Well we found a Woody in a cache...little Dragonfrey had the matching Buzz Lightyear toy with him so it was a very big hit. It’s always interesting to see what’s in the cache, even if only to look, but nothing else is burned into our brain so far, and perhaps that is a good thing.
At the moment we are using a Garmin GPSMap 60cx with a Garmin 12 for backup.
Mama Dragonfrey coined it right after we finished our first cache. It is a fusion of our favourite totem and our surname.
We respect the hiders and geocaching community builders like 1Queen&4Jokers, Gramma & Pat, Peter & Gloria, TurdleEggs, Lizardo & Tannasaurus and associated reptiles, slippery_1, grnbrg, polarbeardiggers, ertyu, MLKoop, Master Instigator, MHz, Dani, 3T’s&aG, skaven, bevro and winnipegk5 to name a few.
We mostly cache on our own, but sometimes with Sallowstump or when we are in the same neck of the woods, Gramma & Pat.
New Zealand and Australia would be pretty cool. Europe would be very interesting as well.
Well, we couldn’t narrow it down. We like Manual GPS - Trilateration Blitz for it’s relevant puzzle, Haunted Halloween Hunt for it’s night time fun, Paddling Octopus Blitz for it’s scenic splendor and Vintage Library for it’s theme.
Yes, we are hoping to have one in the winter. We are also contemplating a joint fall event in Spruce Woods.
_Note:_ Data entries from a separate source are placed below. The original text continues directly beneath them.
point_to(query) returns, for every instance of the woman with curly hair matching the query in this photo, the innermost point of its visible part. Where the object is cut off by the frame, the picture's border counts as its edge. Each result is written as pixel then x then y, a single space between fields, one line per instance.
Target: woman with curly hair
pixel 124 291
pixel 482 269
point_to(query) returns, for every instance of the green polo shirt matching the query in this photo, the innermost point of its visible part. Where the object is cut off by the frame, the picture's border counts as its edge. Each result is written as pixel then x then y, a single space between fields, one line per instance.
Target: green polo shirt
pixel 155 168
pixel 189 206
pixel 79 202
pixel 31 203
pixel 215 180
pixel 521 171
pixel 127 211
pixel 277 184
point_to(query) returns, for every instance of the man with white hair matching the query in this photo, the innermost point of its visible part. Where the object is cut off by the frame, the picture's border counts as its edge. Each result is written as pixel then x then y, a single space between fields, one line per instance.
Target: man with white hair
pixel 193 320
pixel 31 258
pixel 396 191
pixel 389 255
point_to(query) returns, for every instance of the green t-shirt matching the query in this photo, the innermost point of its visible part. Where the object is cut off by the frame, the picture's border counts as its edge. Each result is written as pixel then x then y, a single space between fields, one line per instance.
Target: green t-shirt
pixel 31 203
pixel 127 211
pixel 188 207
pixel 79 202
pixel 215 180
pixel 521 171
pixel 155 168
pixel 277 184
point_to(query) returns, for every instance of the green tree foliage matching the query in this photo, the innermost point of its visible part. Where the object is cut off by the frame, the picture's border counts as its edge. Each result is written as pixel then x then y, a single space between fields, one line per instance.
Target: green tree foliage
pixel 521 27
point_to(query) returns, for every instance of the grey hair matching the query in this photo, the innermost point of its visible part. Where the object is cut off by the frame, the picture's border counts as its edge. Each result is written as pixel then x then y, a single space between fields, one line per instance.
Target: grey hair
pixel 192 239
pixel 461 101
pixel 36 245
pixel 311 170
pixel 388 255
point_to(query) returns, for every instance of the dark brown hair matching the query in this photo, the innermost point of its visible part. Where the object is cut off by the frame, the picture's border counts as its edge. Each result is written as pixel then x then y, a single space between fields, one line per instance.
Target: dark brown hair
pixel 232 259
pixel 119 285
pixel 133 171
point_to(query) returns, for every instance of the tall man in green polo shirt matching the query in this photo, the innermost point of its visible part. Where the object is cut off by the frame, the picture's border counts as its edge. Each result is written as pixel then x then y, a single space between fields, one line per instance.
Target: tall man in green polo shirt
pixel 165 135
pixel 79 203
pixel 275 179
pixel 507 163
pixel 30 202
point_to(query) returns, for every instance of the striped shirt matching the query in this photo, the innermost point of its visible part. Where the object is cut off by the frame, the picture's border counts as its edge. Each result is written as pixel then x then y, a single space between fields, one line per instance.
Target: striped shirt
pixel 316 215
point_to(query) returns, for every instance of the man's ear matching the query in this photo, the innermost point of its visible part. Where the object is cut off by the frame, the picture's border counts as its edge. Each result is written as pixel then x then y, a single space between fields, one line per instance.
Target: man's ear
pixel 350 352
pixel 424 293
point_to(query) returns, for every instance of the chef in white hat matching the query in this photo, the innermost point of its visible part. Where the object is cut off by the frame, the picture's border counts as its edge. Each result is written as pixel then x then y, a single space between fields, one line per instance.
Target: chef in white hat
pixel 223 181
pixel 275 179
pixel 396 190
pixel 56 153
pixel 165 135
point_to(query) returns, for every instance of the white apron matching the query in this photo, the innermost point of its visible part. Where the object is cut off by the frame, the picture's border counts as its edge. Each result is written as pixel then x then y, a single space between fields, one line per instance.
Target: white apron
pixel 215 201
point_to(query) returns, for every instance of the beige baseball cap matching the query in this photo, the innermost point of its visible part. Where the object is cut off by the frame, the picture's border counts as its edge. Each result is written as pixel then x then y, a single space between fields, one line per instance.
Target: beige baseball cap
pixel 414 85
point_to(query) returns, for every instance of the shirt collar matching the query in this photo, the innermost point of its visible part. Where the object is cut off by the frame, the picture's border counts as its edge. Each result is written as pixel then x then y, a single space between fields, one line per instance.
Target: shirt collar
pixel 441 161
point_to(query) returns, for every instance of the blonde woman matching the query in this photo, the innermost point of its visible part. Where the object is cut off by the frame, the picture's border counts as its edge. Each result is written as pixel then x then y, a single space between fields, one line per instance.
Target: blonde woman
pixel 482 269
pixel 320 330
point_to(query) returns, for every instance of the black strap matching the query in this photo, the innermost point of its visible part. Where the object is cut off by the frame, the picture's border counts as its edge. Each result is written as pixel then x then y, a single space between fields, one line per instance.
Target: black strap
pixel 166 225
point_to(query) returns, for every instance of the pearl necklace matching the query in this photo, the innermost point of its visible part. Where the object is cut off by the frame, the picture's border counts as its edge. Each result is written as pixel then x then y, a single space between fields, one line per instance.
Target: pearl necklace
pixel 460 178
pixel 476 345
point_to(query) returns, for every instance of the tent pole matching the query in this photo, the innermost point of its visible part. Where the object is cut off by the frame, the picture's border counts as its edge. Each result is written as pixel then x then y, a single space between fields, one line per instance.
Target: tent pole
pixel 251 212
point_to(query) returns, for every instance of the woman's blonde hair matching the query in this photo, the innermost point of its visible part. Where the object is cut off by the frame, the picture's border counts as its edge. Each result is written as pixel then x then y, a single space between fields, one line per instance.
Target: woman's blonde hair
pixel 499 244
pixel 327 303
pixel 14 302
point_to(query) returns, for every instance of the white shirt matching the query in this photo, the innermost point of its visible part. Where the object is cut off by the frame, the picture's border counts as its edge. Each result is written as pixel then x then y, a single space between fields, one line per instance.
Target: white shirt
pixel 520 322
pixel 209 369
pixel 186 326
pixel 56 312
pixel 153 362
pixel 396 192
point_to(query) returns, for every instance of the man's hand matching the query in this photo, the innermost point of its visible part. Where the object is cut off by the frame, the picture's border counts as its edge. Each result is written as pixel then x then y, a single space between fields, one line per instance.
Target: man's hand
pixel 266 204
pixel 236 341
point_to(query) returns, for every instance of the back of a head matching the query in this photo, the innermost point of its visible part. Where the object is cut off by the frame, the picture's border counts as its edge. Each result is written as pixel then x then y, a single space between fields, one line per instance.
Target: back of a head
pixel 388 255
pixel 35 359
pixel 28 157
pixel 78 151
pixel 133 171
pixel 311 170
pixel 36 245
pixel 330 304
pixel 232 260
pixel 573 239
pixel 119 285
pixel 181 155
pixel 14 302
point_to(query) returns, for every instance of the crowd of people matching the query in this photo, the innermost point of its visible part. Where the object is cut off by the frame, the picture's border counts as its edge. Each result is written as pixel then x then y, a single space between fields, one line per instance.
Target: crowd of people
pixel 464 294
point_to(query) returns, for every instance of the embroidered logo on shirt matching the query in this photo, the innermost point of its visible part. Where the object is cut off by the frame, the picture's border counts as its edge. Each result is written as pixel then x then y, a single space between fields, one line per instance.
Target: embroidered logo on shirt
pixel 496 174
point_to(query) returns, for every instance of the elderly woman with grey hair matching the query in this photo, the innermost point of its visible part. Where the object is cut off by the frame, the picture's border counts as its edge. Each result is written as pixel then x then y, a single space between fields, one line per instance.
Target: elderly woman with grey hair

We have a compass for backup and thick bush, an iPaq PDA for cache notes and details/hints, a cell phone for phone a friend (used once), and watertight container for swag and other cache repair items. For software we use: GSAK (thanks Lizardo), Google Earth, Mapsource Topo Canada, GPS Trackmaker and EasyGPS to name a few.
There is less competition, but fewer caches. More travel is required to get to caching hot spots.
The majority are made after a location has been scouted or an idea hatched.
Yes, almost daily at work, training other staff and using various models for field work. I also get to field test new models for different applications. Mama Dragonfrey has also used GPSr for teaching math and physics.
Whenever we get an idea we collect them in our to do pile and there are generally a half dozen or so waiting to be built. Right now we are working on a fun challenge uttered by a reptilian friend of ours, called Lost in Translation, which may be a series of caches with a similar theme. There are a couple of big ones that we’ve been waiting for the right conditions to implement.